I have two questions about FreeBSD.

 Why, when booting in Live-CD mode, the home directory was read-only?
 While *I* boot in Live-CD mode[] (9.X,10.0 versions), *c*an *I* mount my NTFS HDD partitions manually without connecting to the Internet?


----------



## SirDice (Jul 8, 2014)

mbzadegan said:
			
		

> Why, when booting in Live-CD mode, the home directory was read-only?


Because you can't write to a CD.



> While I boot in Live-CD mode (9.X,10.0 versions), can I mount my NTFS HDD partitions manually without connecting to the Internet?

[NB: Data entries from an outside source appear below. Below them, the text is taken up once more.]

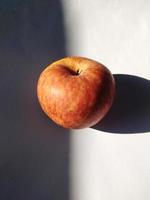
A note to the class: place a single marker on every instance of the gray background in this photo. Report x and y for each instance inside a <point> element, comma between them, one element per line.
<point>34,152</point>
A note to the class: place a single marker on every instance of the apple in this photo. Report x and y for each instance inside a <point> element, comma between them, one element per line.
<point>76,92</point>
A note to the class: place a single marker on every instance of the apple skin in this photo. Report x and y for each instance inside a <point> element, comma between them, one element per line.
<point>76,92</point>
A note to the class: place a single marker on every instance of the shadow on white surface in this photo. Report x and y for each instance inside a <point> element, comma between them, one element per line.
<point>34,152</point>
<point>130,112</point>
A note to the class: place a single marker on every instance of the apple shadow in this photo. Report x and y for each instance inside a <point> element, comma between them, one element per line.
<point>130,112</point>
<point>34,152</point>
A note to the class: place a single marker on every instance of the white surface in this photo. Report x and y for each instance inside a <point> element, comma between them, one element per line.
<point>110,166</point>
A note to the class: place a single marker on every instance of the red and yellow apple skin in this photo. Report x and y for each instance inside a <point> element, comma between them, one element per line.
<point>76,92</point>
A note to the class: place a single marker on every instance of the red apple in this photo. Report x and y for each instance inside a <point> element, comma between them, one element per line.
<point>76,92</point>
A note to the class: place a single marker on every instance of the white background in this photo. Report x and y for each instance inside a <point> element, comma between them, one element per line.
<point>109,166</point>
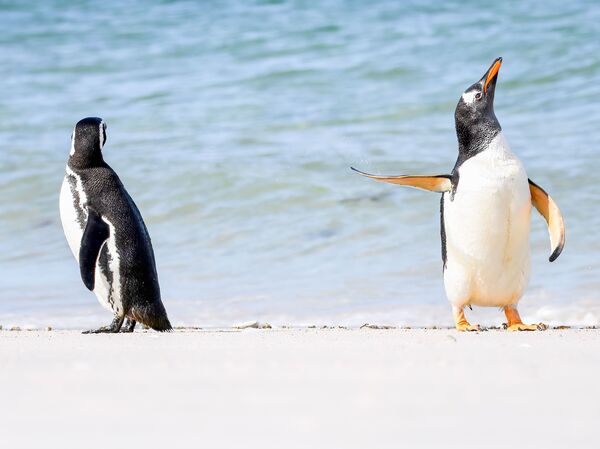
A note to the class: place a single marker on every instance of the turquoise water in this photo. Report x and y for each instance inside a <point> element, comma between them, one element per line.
<point>233,126</point>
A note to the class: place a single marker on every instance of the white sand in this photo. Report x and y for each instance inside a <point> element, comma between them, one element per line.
<point>300,388</point>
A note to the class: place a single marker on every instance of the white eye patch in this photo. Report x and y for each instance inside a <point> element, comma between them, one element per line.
<point>469,97</point>
<point>72,152</point>
<point>101,134</point>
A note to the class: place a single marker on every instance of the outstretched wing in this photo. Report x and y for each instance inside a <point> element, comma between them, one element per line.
<point>95,234</point>
<point>434,183</point>
<point>551,213</point>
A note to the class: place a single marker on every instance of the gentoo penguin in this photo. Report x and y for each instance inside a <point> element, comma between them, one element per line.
<point>485,212</point>
<point>107,235</point>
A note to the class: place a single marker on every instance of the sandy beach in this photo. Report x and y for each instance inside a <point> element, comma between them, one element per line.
<point>300,388</point>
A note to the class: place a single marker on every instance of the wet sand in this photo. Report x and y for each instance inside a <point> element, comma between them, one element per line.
<point>300,388</point>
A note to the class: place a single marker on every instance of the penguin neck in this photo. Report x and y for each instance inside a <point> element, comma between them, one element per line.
<point>473,138</point>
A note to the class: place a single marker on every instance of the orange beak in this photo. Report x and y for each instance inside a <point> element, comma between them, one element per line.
<point>492,72</point>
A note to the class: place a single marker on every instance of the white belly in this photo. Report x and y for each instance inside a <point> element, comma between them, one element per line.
<point>110,298</point>
<point>487,230</point>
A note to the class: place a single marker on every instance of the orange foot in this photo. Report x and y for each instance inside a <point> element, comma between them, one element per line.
<point>466,327</point>
<point>515,323</point>
<point>461,323</point>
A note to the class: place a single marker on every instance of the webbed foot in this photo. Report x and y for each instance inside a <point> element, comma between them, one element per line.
<point>112,328</point>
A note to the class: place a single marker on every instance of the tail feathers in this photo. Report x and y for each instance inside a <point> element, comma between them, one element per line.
<point>152,315</point>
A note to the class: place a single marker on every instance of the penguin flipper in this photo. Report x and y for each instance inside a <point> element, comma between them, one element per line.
<point>434,183</point>
<point>95,234</point>
<point>551,213</point>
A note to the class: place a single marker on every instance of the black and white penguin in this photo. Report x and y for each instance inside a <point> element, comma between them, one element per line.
<point>485,212</point>
<point>107,235</point>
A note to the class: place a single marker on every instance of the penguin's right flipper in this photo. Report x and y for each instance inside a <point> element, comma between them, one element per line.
<point>434,183</point>
<point>95,234</point>
<point>551,213</point>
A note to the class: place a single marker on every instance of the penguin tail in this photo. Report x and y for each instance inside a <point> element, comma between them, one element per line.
<point>152,315</point>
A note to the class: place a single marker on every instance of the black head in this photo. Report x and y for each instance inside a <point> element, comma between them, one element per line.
<point>87,141</point>
<point>476,123</point>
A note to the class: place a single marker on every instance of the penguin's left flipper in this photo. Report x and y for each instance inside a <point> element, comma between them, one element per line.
<point>434,183</point>
<point>95,234</point>
<point>551,213</point>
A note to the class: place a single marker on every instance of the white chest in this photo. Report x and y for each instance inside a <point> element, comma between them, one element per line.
<point>73,215</point>
<point>487,227</point>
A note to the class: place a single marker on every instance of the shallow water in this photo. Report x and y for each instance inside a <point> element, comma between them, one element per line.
<point>233,126</point>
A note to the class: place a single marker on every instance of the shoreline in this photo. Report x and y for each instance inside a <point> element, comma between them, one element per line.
<point>299,388</point>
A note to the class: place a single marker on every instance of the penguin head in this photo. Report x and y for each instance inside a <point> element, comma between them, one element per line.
<point>475,120</point>
<point>87,141</point>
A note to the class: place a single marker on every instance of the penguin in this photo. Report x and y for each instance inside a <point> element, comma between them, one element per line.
<point>107,235</point>
<point>485,212</point>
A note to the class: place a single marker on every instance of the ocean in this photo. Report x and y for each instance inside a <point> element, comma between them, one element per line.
<point>233,126</point>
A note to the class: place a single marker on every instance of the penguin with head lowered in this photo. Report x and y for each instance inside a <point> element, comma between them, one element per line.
<point>485,212</point>
<point>107,235</point>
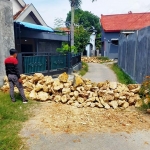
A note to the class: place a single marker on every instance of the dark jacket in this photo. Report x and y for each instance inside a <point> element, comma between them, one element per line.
<point>11,66</point>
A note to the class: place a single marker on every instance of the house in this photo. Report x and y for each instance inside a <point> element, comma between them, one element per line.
<point>32,34</point>
<point>113,25</point>
<point>26,13</point>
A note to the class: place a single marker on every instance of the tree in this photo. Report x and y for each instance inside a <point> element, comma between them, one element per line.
<point>84,20</point>
<point>74,4</point>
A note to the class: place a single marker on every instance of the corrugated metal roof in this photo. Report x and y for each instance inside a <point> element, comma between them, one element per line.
<point>35,27</point>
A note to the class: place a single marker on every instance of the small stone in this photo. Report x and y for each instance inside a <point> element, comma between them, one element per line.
<point>78,81</point>
<point>125,105</point>
<point>63,77</point>
<point>57,98</point>
<point>114,104</point>
<point>66,90</point>
<point>92,105</point>
<point>138,104</point>
<point>64,99</point>
<point>76,93</point>
<point>80,100</point>
<point>113,85</point>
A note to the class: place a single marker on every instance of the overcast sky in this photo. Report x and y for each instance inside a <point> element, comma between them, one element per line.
<point>52,9</point>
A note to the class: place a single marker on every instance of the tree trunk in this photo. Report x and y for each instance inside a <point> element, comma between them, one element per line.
<point>72,26</point>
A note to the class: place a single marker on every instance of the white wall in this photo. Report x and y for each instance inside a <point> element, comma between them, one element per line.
<point>29,19</point>
<point>16,6</point>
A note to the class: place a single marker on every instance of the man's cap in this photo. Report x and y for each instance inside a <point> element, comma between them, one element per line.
<point>12,51</point>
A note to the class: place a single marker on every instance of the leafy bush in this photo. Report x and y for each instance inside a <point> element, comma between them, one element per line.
<point>103,58</point>
<point>121,75</point>
<point>66,48</point>
<point>84,69</point>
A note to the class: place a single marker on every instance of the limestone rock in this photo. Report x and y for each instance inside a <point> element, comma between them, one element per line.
<point>66,90</point>
<point>92,105</point>
<point>121,102</point>
<point>108,97</point>
<point>63,77</point>
<point>78,81</point>
<point>139,103</point>
<point>37,77</point>
<point>114,104</point>
<point>43,96</point>
<point>57,98</point>
<point>113,85</point>
<point>57,85</point>
<point>146,101</point>
<point>38,87</point>
<point>125,105</point>
<point>33,95</point>
<point>106,106</point>
<point>76,93</point>
<point>80,100</point>
<point>64,99</point>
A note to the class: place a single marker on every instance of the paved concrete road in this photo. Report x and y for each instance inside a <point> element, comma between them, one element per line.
<point>99,73</point>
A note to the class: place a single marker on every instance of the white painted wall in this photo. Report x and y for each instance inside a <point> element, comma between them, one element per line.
<point>29,19</point>
<point>16,6</point>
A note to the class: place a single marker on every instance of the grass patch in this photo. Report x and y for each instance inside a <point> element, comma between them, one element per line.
<point>121,75</point>
<point>12,115</point>
<point>84,69</point>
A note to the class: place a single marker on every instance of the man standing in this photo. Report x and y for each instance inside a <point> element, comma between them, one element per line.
<point>12,72</point>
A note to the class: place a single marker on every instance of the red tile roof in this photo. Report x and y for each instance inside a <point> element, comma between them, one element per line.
<point>19,12</point>
<point>64,29</point>
<point>130,21</point>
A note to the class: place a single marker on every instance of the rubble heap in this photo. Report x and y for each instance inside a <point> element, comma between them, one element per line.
<point>79,92</point>
<point>95,60</point>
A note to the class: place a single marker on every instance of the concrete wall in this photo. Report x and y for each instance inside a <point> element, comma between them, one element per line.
<point>108,49</point>
<point>16,6</point>
<point>48,46</point>
<point>6,34</point>
<point>134,54</point>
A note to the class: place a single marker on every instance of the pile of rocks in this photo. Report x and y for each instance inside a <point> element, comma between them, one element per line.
<point>95,60</point>
<point>79,92</point>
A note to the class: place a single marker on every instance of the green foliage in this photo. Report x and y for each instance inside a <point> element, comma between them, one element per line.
<point>121,75</point>
<point>81,37</point>
<point>85,20</point>
<point>12,115</point>
<point>58,23</point>
<point>75,3</point>
<point>84,69</point>
<point>103,58</point>
<point>66,48</point>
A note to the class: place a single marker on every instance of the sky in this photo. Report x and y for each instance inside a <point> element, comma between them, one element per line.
<point>53,9</point>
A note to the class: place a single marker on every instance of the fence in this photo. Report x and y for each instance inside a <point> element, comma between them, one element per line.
<point>134,54</point>
<point>47,63</point>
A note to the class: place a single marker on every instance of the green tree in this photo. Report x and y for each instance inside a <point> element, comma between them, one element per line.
<point>74,5</point>
<point>84,20</point>
<point>81,38</point>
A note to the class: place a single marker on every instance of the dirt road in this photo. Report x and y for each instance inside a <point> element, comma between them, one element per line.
<point>62,127</point>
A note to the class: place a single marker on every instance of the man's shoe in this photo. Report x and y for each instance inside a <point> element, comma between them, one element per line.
<point>25,101</point>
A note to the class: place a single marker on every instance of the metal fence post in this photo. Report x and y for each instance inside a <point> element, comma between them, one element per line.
<point>20,63</point>
<point>134,77</point>
<point>69,62</point>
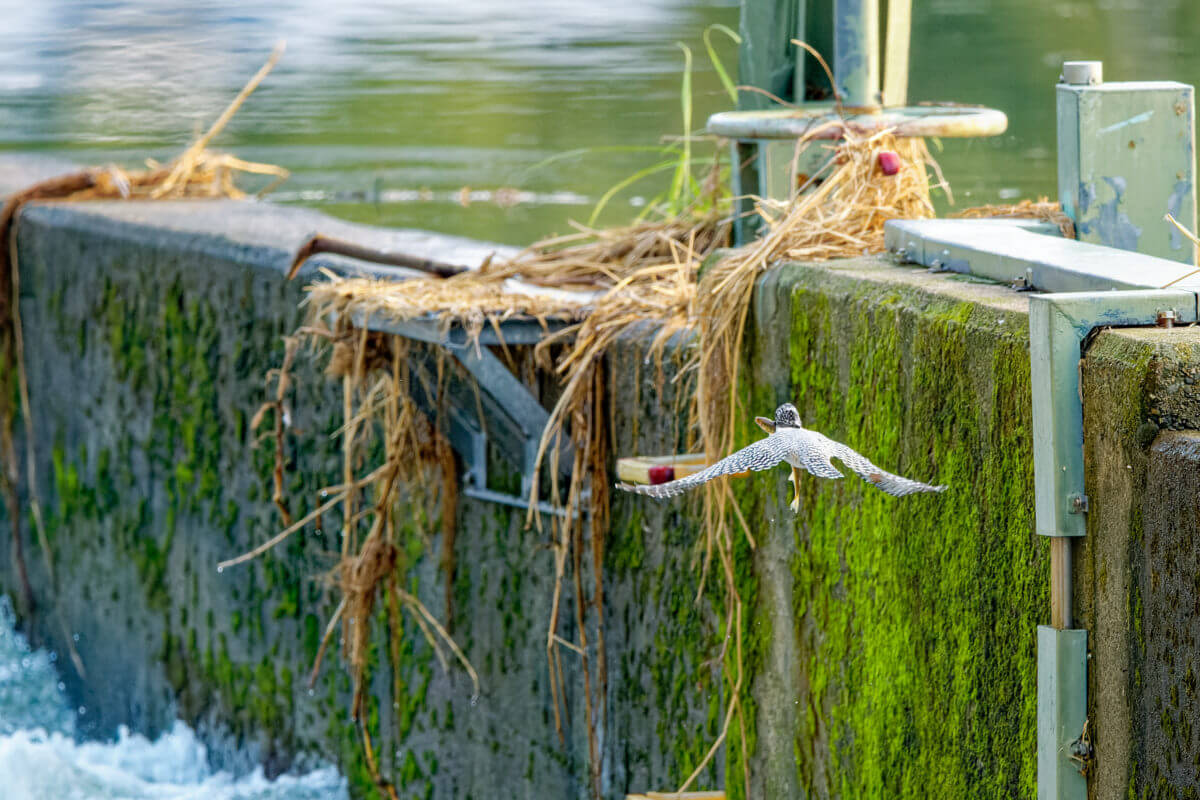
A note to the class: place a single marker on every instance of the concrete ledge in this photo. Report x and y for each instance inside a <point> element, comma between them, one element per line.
<point>889,644</point>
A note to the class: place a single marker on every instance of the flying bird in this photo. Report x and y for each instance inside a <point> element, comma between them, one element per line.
<point>803,449</point>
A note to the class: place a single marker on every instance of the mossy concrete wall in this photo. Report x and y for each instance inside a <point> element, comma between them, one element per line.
<point>149,329</point>
<point>1139,569</point>
<point>889,643</point>
<point>895,649</point>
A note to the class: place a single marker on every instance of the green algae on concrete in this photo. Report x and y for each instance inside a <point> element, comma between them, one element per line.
<point>1135,583</point>
<point>888,643</point>
<point>912,619</point>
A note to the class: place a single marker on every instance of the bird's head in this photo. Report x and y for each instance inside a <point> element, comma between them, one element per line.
<point>786,416</point>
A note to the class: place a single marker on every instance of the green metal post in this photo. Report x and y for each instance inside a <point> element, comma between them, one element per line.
<point>856,52</point>
<point>767,56</point>
<point>1059,325</point>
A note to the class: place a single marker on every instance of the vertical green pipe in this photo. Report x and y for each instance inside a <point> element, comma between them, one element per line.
<point>856,50</point>
<point>798,90</point>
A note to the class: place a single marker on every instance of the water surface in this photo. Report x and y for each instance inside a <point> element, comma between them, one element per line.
<point>41,758</point>
<point>437,114</point>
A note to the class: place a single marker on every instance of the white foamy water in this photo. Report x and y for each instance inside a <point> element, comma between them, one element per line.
<point>41,759</point>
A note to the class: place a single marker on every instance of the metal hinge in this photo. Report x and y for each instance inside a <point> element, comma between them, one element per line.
<point>1083,755</point>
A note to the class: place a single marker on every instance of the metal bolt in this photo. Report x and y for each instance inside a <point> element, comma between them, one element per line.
<point>1083,73</point>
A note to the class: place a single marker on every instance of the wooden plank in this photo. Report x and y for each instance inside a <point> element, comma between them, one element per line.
<point>1060,582</point>
<point>895,53</point>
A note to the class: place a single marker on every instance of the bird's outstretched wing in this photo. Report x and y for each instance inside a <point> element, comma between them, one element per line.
<point>893,485</point>
<point>761,455</point>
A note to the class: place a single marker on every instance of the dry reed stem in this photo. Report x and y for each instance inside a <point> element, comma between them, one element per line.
<point>1041,209</point>
<point>619,280</point>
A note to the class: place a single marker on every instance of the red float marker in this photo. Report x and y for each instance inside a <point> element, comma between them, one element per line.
<point>889,162</point>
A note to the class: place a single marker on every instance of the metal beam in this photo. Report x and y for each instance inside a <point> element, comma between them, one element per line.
<point>1019,250</point>
<point>1059,325</point>
<point>856,50</point>
<point>1062,711</point>
<point>1126,158</point>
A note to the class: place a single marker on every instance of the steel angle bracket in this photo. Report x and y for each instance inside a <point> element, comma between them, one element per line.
<point>1059,326</point>
<point>1062,711</point>
<point>511,415</point>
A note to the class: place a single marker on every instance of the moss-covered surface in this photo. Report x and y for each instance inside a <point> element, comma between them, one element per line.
<point>915,618</point>
<point>889,644</point>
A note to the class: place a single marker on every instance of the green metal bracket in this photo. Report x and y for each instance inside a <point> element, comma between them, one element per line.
<point>1126,158</point>
<point>1062,713</point>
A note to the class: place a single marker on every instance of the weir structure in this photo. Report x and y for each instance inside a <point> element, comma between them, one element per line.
<point>894,650</point>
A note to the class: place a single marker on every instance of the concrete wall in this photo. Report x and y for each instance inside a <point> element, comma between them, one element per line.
<point>891,647</point>
<point>1138,578</point>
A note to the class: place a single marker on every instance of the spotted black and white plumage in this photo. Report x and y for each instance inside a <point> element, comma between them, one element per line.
<point>803,449</point>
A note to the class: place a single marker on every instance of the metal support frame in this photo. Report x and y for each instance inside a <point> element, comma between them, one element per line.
<point>1126,158</point>
<point>856,50</point>
<point>515,420</point>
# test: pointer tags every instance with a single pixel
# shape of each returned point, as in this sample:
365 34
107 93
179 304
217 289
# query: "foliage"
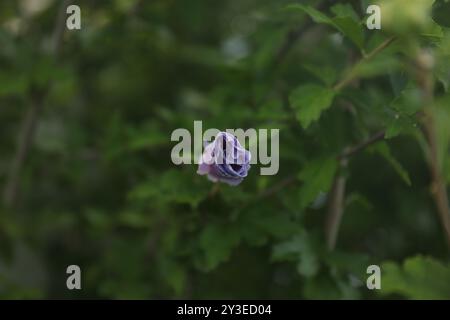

On FreeBSD 9.x you can use mount_ntfs(8) to access it read-only. On 10.0 you will have to install sysutils/fusefs-ntfs.


----------



## mbzadegan (Jul 8, 2014)

SirDice said:
			
		

> Because you can't write to a CD.


It's *r*ight but a live user do_es_ not want to write to CD and need_s_ a writeable temporary storage. What is this temporary storage?


			
				SirDice said:
			
		

> On FreeBSD 9.x you can use mount_ntfs(8) to access it read-only. On 10.0 you will have to install sysutils/fusefs-ntfs.


Thanks.

Will it _be_ possible to include drivers for NTFS or Hammer file systems while booting from Live-CD on next releases?


----------



## SirDice (Jul 8, 2014)

mbzadegan said:
			
		

> It's Right but a live user do not want to write on CD and need a writeable temporary storage.
> What is this temporary storage?


Both /tmp and /var/tmp/ should be writable.


----------



## mbzadegan (Jul 15, 2014)

Thanks so much. What is the obstacle for NTFS that all FreeBSD releases can not mount NTFS in R/W mode at boot such as Linux or Solaris? Will it be possible to include drivers for NTFS file systems (R/W) while booting from LiveCD on following releases?


----------



## kpa (Jul 15, 2014)

One of the reasons is a decision not to include anything from ports/packages on the installation Live-CD environment because the CDs and memory stick images are meant just for installing FreeBSD. FreeBSD used to have read-only NTFS support out of that box but that has been now deleted (https://wiki.freebsd.org/NONMPSAFE_DEORBIT_VFS), instead the FUSE system is now used but to use it you have to install the userland binaries and libraries from ports or packages. There's also the fact that including the FUSE userland stuff in the base system is completely out of the question now because the userland side is GPL licensed code (the FUSE kernel implementation in FreeBSD 10 is an independent from scratch implementation that is BSD licensed).


----------